Dans la cour pavée de l’ancien couvent des Cordeliers devenu un campus, au cœur du Quartier latin, le monde de l’édition se retrouve, mines souriantes et bronzées, pour la remise du 12e prix littéraire Le Monde des livres, ce 4 septembre à l’heure du cocktail. François Samuelson, l’agent des stars des lettres et du 7e art (Michel Houellebecq, Emmanuel Carrère ou Juliette Binoche) côtoie Héloïse d’Ormesson, fille de Jean devenue une éditrice influente. Félicité Herzog, directrice stratégie et innovation chez Vivendi (3e éditeur français avec Hachette Livres), assume sa casquette de présidente de la mythique librairie de Saint-Germain-des-Près L’Écume des Pages, tandis qu’Élisabeth Roudinesco, papesse et historienne de la psychanalyse, croise l’éditrice Sabine Wespieser. Même allure stylée, même allant, même politesse souriante, l’entre-soi saute aux yeux. « C’est le premier prix de la saison et on y tient beaucoup, nous confie en aparté Jérôme Fenoglio, le directeur du journal. D’abord parce que ça donne une occasion conviviale de se retrouver, comme une petite rentrée des classes, assure celui qui martèle à sa rédaction “Twittez moins et lisez plus de livres” ».

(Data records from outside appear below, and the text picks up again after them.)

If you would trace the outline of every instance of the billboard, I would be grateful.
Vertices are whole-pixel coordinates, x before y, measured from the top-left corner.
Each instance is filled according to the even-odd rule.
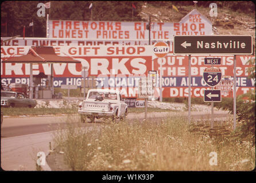
[[[26,54],[30,46],[2,46],[1,59],[13,55]],[[53,46],[55,52],[60,56],[69,56],[81,63],[54,63],[54,83],[55,87],[61,85],[81,86],[82,66],[88,68],[88,76],[97,77],[97,85],[101,87],[118,88],[122,90],[123,97],[137,97],[138,84],[141,77],[148,75],[150,70],[160,73],[162,65],[163,97],[184,97],[188,96],[188,57],[168,54],[165,58],[152,61],[153,46]],[[203,78],[207,66],[204,65],[205,57],[212,56],[191,56],[192,97],[203,97],[204,90],[210,89]],[[221,58],[222,64],[216,66],[222,75],[232,75],[234,56],[216,56]],[[236,94],[246,93],[254,89],[254,81],[248,78],[247,71],[252,66],[247,62],[255,59],[253,55],[236,56]],[[1,82],[29,83],[30,67],[28,63],[1,63]],[[33,74],[40,72],[51,74],[50,64],[33,64]],[[159,93],[159,82],[154,90],[155,96]],[[227,97],[232,97],[230,92]]]
[[[147,22],[49,20],[48,38],[68,39],[148,40]],[[212,23],[197,10],[179,22],[151,22],[150,39],[173,40],[175,35],[211,35]]]

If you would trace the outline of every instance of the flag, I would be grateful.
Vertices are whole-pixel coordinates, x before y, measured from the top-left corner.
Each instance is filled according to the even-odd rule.
[[[134,3],[133,3],[131,5],[133,6],[133,9],[134,9],[134,10],[136,9],[136,6],[134,5]]]
[[[25,38],[25,26],[23,26],[23,39]]]
[[[91,3],[89,6],[89,9],[91,9],[92,7],[92,3]]]
[[[177,8],[177,7],[176,7],[174,5],[172,5],[172,9],[174,9],[175,10],[176,10],[177,11],[179,12],[178,9]]]
[[[46,3],[45,3],[45,4],[44,4],[44,7],[45,7],[46,9],[48,9],[51,8],[51,2],[46,2]]]

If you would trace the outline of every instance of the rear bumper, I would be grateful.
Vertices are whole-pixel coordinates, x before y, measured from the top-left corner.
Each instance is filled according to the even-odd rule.
[[[10,104],[1,104],[1,107],[9,108],[10,107]]]
[[[114,116],[114,113],[113,112],[101,112],[97,111],[92,111],[92,110],[78,110],[78,114],[83,114],[83,115],[91,115],[95,116]]]

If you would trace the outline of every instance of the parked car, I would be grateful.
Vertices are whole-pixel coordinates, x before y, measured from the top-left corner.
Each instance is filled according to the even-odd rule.
[[[1,106],[2,107],[29,107],[34,108],[36,101],[27,98],[25,96],[20,92],[1,92]]]
[[[118,91],[108,89],[91,89],[86,99],[79,104],[78,113],[81,121],[86,118],[95,122],[95,118],[111,118],[114,121],[125,120],[128,114],[128,105],[123,101]]]

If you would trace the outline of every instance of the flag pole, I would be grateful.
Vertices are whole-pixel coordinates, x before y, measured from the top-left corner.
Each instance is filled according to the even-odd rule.
[[[5,37],[7,37],[7,19],[5,21]]]
[[[92,7],[91,8],[91,21],[92,20]]]
[[[25,39],[25,25],[23,26],[23,39]]]
[[[131,9],[133,9],[132,12],[133,12],[133,7],[131,7]]]
[[[50,18],[51,17],[51,1],[50,1],[50,8],[49,8],[49,17]]]

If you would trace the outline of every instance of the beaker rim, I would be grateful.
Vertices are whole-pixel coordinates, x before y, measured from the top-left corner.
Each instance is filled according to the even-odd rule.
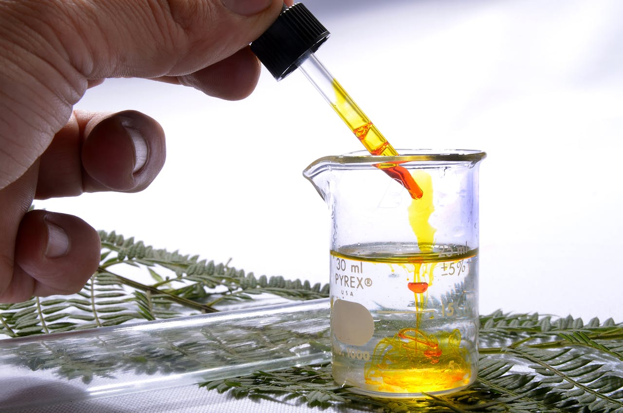
[[[397,149],[396,151],[399,153],[397,156],[378,156],[370,155],[365,150],[358,150],[343,155],[323,157],[312,162],[310,167],[326,163],[338,165],[422,162],[476,163],[487,156],[486,152],[477,149]]]

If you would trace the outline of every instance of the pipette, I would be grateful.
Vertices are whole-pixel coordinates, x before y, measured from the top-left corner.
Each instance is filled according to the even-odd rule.
[[[251,50],[277,80],[299,69],[371,154],[398,156],[397,151],[314,54],[329,34],[307,7],[297,3],[290,7],[284,6],[275,22],[251,44]],[[376,166],[400,182],[411,198],[422,197],[422,189],[406,168],[397,162],[382,162]]]

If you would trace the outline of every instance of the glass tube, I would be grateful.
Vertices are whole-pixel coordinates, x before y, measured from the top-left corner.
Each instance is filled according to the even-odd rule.
[[[330,360],[328,299],[7,339],[0,340],[0,406],[127,394]]]

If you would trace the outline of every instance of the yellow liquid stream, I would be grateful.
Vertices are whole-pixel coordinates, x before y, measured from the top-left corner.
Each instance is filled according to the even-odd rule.
[[[412,278],[407,280],[406,288],[414,293],[415,325],[385,337],[374,347],[372,357],[366,364],[364,377],[366,385],[377,392],[444,392],[468,384],[472,376],[467,351],[460,347],[461,333],[458,329],[432,333],[420,328],[427,291],[433,284],[434,270],[439,261],[426,260],[426,252],[432,251],[435,231],[429,223],[434,210],[432,178],[421,170],[414,170],[412,174],[424,195],[411,201],[409,223],[422,253],[411,261],[392,265],[412,268],[408,270],[413,271]]]
[[[333,109],[366,149],[375,155],[397,155],[397,152],[337,80],[333,80],[333,86],[336,97]],[[405,394],[444,392],[463,387],[469,383],[472,372],[467,352],[460,347],[460,332],[454,329],[430,333],[420,329],[426,307],[427,290],[433,284],[433,270],[440,261],[432,254],[429,260],[424,258],[427,252],[432,252],[435,231],[429,223],[434,210],[432,178],[423,170],[409,173],[397,163],[379,164],[377,167],[409,191],[412,200],[408,208],[408,220],[421,254],[412,257],[412,261],[392,263],[413,269],[412,279],[407,280],[405,288],[413,291],[416,319],[413,327],[402,328],[377,344],[364,367],[367,389]],[[379,259],[378,262],[388,261],[391,260]]]

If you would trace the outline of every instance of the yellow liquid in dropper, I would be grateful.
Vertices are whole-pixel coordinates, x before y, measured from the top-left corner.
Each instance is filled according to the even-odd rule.
[[[368,151],[375,155],[398,155],[335,79],[333,85],[337,97],[332,104],[333,109]],[[434,210],[430,175],[416,170],[414,172],[416,176],[412,177],[408,170],[397,163],[376,166],[409,190],[413,198],[408,208],[409,224],[421,252],[431,252],[435,229],[429,223]],[[406,288],[413,292],[415,298],[414,326],[379,341],[370,361],[366,364],[366,382],[374,391],[402,394],[443,392],[467,384],[472,375],[471,367],[465,359],[465,350],[460,347],[460,332],[454,329],[430,334],[420,329],[426,307],[426,291],[433,283],[433,271],[437,262],[423,260],[421,256],[414,256],[408,265],[396,264],[412,268],[412,281],[407,280]]]
[[[398,152],[389,144],[381,131],[335,79],[333,86],[336,100],[331,102],[331,106],[357,138],[363,143],[368,152],[375,155],[398,155]],[[400,182],[409,191],[411,198],[419,199],[422,197],[422,189],[405,168],[394,163],[379,163],[376,166]]]

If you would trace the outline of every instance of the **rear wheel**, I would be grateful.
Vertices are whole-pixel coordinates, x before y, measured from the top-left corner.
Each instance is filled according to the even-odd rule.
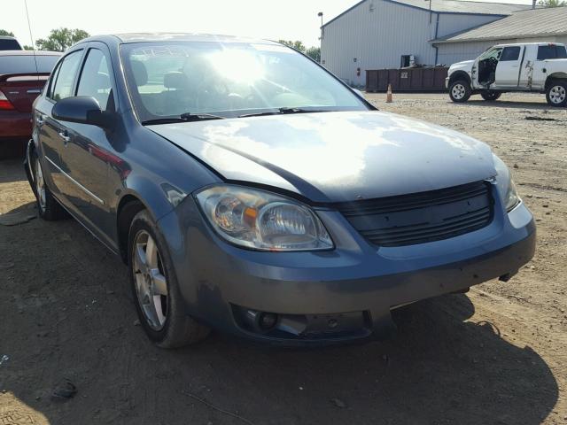
[[[551,106],[567,105],[567,81],[552,81],[546,91],[546,99]]]
[[[449,86],[449,97],[453,102],[466,102],[471,94],[470,84],[463,80],[454,81]]]
[[[500,91],[493,91],[493,90],[485,90],[480,93],[482,98],[487,100],[489,102],[498,100],[498,98],[502,96]]]
[[[185,313],[165,240],[146,210],[130,226],[128,265],[138,317],[151,340],[163,348],[176,348],[208,335],[208,328]]]
[[[34,151],[31,155],[31,169],[34,181],[31,182],[32,190],[35,195],[35,200],[37,201],[37,210],[39,216],[43,220],[49,221],[61,220],[66,217],[66,212],[59,205],[51,191],[45,183],[43,177],[43,169],[39,160],[37,152]]]

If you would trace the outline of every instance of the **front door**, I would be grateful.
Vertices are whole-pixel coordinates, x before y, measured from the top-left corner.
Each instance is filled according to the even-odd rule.
[[[509,89],[517,87],[523,49],[522,46],[508,46],[504,48],[496,66],[495,88]]]
[[[46,178],[50,181],[50,189],[65,205],[70,206],[66,195],[73,189],[69,180],[69,169],[63,160],[63,152],[67,144],[66,125],[55,120],[51,110],[57,101],[73,95],[79,64],[82,57],[82,50],[74,50],[59,62],[53,72],[46,96],[40,97],[35,104],[35,128],[39,143],[43,151],[45,163],[43,166],[49,170]]]

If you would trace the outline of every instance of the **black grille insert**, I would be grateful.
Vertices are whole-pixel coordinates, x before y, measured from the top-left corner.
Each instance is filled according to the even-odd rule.
[[[402,246],[478,230],[493,219],[490,183],[365,199],[335,206],[369,243]]]

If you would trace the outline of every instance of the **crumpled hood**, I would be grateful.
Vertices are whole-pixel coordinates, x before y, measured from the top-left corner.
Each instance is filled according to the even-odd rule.
[[[148,126],[227,181],[315,202],[421,192],[495,175],[490,148],[382,112],[273,115]]]

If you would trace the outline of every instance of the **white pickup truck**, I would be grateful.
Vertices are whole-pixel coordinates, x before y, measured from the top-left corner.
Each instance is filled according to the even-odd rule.
[[[564,44],[498,44],[475,60],[449,67],[446,86],[454,102],[479,94],[496,100],[509,91],[545,93],[552,106],[567,105],[567,50]]]

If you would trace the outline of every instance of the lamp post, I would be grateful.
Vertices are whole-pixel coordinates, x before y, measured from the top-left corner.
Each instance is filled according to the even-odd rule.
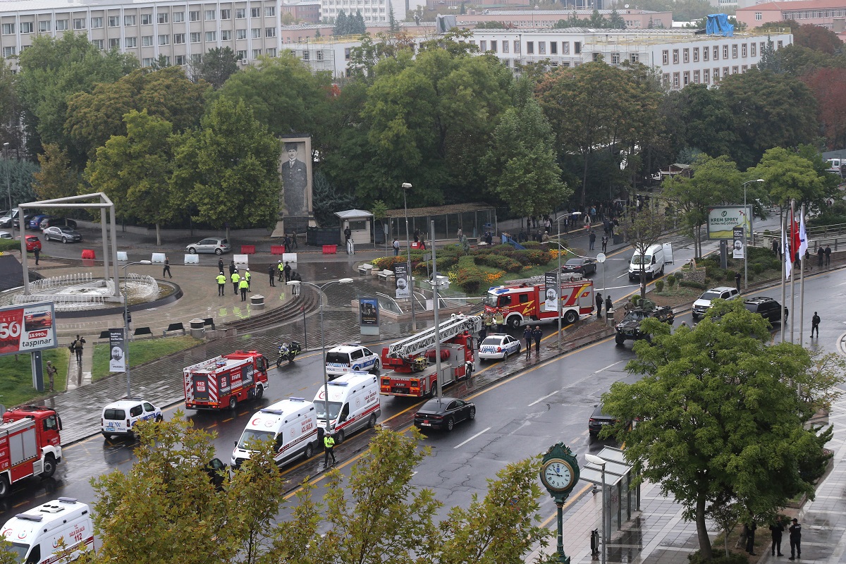
[[[129,269],[133,265],[151,265],[150,260],[138,260],[124,265],[124,362],[126,363],[126,398],[132,397],[132,381],[129,378]]]
[[[311,286],[312,287],[317,288],[320,293],[323,292],[323,288],[330,284],[349,284],[353,282],[352,278],[341,278],[340,280],[332,280],[326,282],[321,286],[317,284],[313,284],[312,282],[305,282],[301,281],[296,281],[295,283],[306,284]],[[288,282],[291,284],[291,282]],[[321,349],[323,354],[323,409],[326,412],[326,432],[327,434],[332,433],[332,420],[329,419],[329,376],[326,372],[326,338],[323,337],[323,298],[321,297],[320,300],[320,344]]]
[[[752,222],[750,221],[749,215],[746,213],[746,184],[753,182],[764,182],[763,178],[757,178],[755,180],[747,180],[743,183],[743,212],[744,212],[744,222],[743,226],[743,289],[745,292],[749,288],[749,236],[746,234],[746,226],[748,225],[750,228],[752,227]]]
[[[602,470],[602,564],[605,564],[605,464],[606,460],[604,458],[600,458],[596,454],[587,453],[585,455],[585,458],[591,464],[596,464],[600,467]]]
[[[411,189],[411,184],[403,183],[403,207],[405,209],[405,258],[408,263],[409,287],[411,290],[411,330],[417,331],[417,320],[415,317],[415,275],[411,272],[411,238],[409,237],[409,205],[405,201],[405,193]]]

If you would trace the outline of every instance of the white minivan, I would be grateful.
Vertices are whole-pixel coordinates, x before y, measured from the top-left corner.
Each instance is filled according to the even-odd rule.
[[[72,497],[52,501],[18,513],[3,526],[15,560],[26,564],[63,564],[94,550],[94,523],[85,503]],[[66,557],[58,548],[63,539]]]
[[[329,388],[329,423],[335,444],[343,442],[360,429],[376,426],[382,415],[379,381],[367,372],[348,372],[327,385]],[[320,386],[315,395],[317,424],[327,427],[326,390]]]
[[[667,265],[673,264],[673,244],[656,244],[646,249],[645,255],[635,251],[629,263],[629,281],[640,278],[640,264],[644,265],[644,273],[649,278],[664,275]]]
[[[310,458],[317,442],[317,413],[312,402],[291,397],[272,403],[250,418],[241,438],[232,452],[232,466],[238,468],[249,458],[253,441],[272,439],[276,463],[282,466],[299,456]]]

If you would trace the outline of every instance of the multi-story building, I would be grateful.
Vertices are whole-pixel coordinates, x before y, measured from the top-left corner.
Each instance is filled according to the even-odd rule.
[[[0,51],[14,58],[38,35],[85,35],[103,51],[118,49],[150,66],[160,56],[184,65],[214,47],[244,63],[276,57],[281,45],[277,0],[7,0],[0,3]]]

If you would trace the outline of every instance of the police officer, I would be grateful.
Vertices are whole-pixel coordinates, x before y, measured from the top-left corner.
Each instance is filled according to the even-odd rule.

La particularité du prix, créé en 2013 par Jean Birnbaum, peu après son arrivée à la tête du Monde des livres et décerné ce soir à L’Agrafe de Maryline Desbiolles, lauréate du prix Femina en 1999 ? « Il vient consacrer un rapport fondateur et originel entre Le Monde et la littérature et pas seulement entre Le Monde et la scène littéraire », explique le patron du supplément littéraire. Le jury est composé de six journalistes du Monde des livres (2e meilleur jour de vente après le supplément M) et de six journalistes d’autres services. « C’est à la fois un instrument de mémoire pour souder un collectif et d’affirmation de notre attachement à la littérature vis-à-vis de l’extérieur et du milieu littéraire. » Quid des ventes ? « Je n’en sais rien car chez nous, l’éditorial prime sur le commercial, assure l’auteur de « L’Éloge de la nuance ». Je me souviens juste que lorsque nous l’avons décerné à Agnès Desarthe en 2015 pour Ce cœur changeant, l’éditeur L’Olivier, nous avait assuré qu’il y avait eu un effet avant/après sur les ventes. » Louis Dreyfus, président du directoire du groupe, confirme : « Nous avons de bons retours des éditeurs, parce qu’ils savent que les lecteurs du Monde sont de gros acheteurs de livres. Mais ce prix s’adresse avant tout à notre lectorat, qui va dans les librairies et aime la littérature. » Jérôme Fenoglio note surtout que « Le prix Le Monde offre une visibilité avec un entretien dans l’édition du lendemain. Mathieu Belezi en 2022 avec Attaquer la Terre et le Soleil (éditions Le Tripode) a ensuite décroché l’un des prix majeurs en France, celui de France Inter. » Un autre titre du groupe rejoint cet automne le club des médias décernant une médaille à un roman avec le lancement ce 18 septembre du Prix littéraire du Nouvel Obs, en partenariat avec Chanel. Il distinguera un premier roman écrit par une femme, choisi par un jury qui mêle journalistes de l’hebdo (Grégoire Leménager, Elisabeth Philippe, Amandine Schmitt et Jérôme Garcin) et personnalités du monde de l’édition avec pour la première édition Marie Ndiaye, Sarah Chiche, Hugo Lindenberg et Charlotte Casiraghi. Le lauréat sera annoncé à La Villette en juin prochain lors du Festival littéraire MOT pour Mots, MOT désignant les initiales des titres Le Monde, l’Obs et Télérama.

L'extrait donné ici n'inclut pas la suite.